A portion of the disclosure of this patent document contains material to which a claim for copyright is made. The copyright owner has no objection to the facsimile reproduction by anyone of the patent document or the patent disclosure, as it appears in the Patent and Trademark Office patent file or records, but reserves all other copyright rights whatsoever.
Embodiments of the present invention relate to artificial intelligence systems for training classifiers.
There are numerous reasons for classifying entities. Binary classification indicates whether or not an entity is in a particular class. Classification can be done based on the publications of an entity. This can include social media publications. The social media publications are analyzed for the presence of indicators. The indicators might be key words. The presence or absence of an indicator might be digitally stored as a binary value of 1 if said indicator is present and a binary value of 0 if said indicator is not present. Prior art systems have assigned different weights to different indicators. This recognizes that some indicators are stronger than others. It has been discovered, however, that when there is a large number of low weight indicators in an entity's publications, prior art systems tend to over predict the probability that an entity is in a particular class. There is need, therefore, for an artificial intelligence system for training a classifier that will not over predict due to large numbers of low weight indicators.
The summary of the invention is provided as a guide to understanding the invention. It does not necessarily describe the most generic embodiment of the invention or the broadest range of alternative embodiments.
A system for training a classifier has a database of training data and a modeling system for building a classification model based on the training data. The database has a binary class for each entity and binary tokens indicating whether or not one or more indicators about the entity are true. The classification model is based on a tempered indication of the tokens. The tempered indication is a ratio of a weighted sum of the tokens for each entity divided by a tempering factor. The tempering factor is a function of the unweighted sum of the tokens for each entity. Thus the tempering factor will reduce the indication when large numbers of low weight tokens are present so that the model does not over predict the probability of an entity being in a class.

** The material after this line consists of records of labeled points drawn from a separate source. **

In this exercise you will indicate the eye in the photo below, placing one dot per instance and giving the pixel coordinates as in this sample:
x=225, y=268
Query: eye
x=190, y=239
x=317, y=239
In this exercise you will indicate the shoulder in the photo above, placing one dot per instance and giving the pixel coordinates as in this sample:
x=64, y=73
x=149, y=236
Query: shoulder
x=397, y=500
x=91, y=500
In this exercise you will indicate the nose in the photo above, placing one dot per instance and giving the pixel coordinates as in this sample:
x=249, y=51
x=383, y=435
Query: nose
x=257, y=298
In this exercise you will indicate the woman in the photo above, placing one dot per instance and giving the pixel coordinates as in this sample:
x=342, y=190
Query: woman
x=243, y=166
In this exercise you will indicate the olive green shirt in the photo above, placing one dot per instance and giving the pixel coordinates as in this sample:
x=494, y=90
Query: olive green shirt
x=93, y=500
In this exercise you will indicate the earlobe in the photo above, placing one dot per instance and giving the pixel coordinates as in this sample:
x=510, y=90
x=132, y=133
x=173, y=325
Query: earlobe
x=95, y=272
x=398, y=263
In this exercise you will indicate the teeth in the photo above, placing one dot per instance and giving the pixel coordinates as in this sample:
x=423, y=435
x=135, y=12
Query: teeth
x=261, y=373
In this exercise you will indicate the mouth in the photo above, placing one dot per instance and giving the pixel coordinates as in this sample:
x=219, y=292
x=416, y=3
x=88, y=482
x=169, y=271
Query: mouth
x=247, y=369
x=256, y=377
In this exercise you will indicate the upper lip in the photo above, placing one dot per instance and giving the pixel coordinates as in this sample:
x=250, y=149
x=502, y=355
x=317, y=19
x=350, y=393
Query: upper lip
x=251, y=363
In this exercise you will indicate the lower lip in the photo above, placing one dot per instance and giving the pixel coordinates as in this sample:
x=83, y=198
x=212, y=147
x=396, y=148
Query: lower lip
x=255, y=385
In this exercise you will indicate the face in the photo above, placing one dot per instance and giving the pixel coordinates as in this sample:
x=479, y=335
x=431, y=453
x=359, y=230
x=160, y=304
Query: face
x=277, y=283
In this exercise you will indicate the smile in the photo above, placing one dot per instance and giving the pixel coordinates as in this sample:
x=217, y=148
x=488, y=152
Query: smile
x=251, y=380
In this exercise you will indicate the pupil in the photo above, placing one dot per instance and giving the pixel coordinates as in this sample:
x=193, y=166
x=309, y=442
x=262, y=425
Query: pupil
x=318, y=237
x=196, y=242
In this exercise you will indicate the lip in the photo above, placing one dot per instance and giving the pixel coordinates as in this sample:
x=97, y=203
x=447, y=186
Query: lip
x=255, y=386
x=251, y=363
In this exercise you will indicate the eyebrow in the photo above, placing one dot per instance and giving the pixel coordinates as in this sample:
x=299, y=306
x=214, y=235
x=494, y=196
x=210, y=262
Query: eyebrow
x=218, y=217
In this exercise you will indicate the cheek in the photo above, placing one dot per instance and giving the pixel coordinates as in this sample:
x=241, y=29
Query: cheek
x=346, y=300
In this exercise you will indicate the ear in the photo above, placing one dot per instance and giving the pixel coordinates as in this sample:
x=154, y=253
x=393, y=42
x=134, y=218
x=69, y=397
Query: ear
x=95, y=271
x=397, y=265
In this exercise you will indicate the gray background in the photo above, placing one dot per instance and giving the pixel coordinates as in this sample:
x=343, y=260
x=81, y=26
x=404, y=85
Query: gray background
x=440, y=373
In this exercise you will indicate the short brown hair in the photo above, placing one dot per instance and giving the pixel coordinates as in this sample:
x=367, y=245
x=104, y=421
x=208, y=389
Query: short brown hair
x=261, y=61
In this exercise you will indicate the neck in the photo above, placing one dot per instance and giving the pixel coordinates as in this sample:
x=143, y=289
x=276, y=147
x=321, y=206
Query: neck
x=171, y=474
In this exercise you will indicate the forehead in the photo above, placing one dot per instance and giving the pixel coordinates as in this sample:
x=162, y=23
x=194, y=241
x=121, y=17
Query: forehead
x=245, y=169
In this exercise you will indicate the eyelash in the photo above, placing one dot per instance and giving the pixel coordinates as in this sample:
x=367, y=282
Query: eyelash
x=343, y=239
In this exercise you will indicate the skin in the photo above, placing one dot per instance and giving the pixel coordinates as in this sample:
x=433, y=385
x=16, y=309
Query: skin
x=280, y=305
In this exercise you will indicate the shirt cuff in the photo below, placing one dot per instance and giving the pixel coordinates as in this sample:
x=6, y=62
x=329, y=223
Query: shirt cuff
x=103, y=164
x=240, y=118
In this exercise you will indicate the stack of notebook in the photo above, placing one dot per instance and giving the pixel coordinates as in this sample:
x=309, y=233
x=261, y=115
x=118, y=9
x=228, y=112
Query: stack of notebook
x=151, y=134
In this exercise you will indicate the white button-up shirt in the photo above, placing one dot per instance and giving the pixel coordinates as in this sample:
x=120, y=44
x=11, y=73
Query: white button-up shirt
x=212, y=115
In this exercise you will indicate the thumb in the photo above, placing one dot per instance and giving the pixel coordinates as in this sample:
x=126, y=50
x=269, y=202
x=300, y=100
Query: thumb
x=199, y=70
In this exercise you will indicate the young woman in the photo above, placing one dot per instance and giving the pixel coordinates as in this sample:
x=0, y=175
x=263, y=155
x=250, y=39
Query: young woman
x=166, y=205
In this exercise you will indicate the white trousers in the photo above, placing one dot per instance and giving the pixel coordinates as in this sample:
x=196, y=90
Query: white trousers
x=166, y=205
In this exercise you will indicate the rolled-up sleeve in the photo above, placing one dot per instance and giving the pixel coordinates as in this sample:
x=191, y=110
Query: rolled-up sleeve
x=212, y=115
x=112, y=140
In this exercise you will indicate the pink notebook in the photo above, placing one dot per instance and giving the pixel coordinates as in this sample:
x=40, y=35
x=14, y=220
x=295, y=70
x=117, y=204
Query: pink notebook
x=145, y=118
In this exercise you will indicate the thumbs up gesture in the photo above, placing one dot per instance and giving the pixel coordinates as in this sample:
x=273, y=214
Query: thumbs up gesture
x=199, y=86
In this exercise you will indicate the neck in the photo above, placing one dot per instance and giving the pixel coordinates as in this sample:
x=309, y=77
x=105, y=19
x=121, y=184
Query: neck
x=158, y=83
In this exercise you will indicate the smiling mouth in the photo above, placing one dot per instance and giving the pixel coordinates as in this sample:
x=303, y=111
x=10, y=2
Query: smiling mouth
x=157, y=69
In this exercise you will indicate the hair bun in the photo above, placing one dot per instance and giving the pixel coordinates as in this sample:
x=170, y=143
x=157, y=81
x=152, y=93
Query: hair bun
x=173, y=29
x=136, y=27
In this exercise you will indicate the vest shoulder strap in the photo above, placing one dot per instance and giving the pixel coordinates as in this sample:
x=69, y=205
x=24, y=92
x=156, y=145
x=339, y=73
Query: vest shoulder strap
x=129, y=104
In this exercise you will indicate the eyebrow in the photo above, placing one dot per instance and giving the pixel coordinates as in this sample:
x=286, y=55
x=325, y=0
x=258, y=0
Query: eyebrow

The detailed description describes non-limiting exemplary embodiments. Any individual features may be combined with other features as required by different applications for at least the benefits described herein.
As used herein, the term “about” means plus or minus 10% of a given value unless specifically indicated otherwise.
As used herein, a “computer-based system”, “computer system”, “database” or “engine” comprises an input device for receiving data, an output device for outputting data, a permanent memory for storing data as well as computer code, and a microprocessor for executing computer code. The computer code resident in said permanent memory will physically cause said microprocessor to read-in data via said input device, process said data within said microprocessor, and output said processed data via said output device.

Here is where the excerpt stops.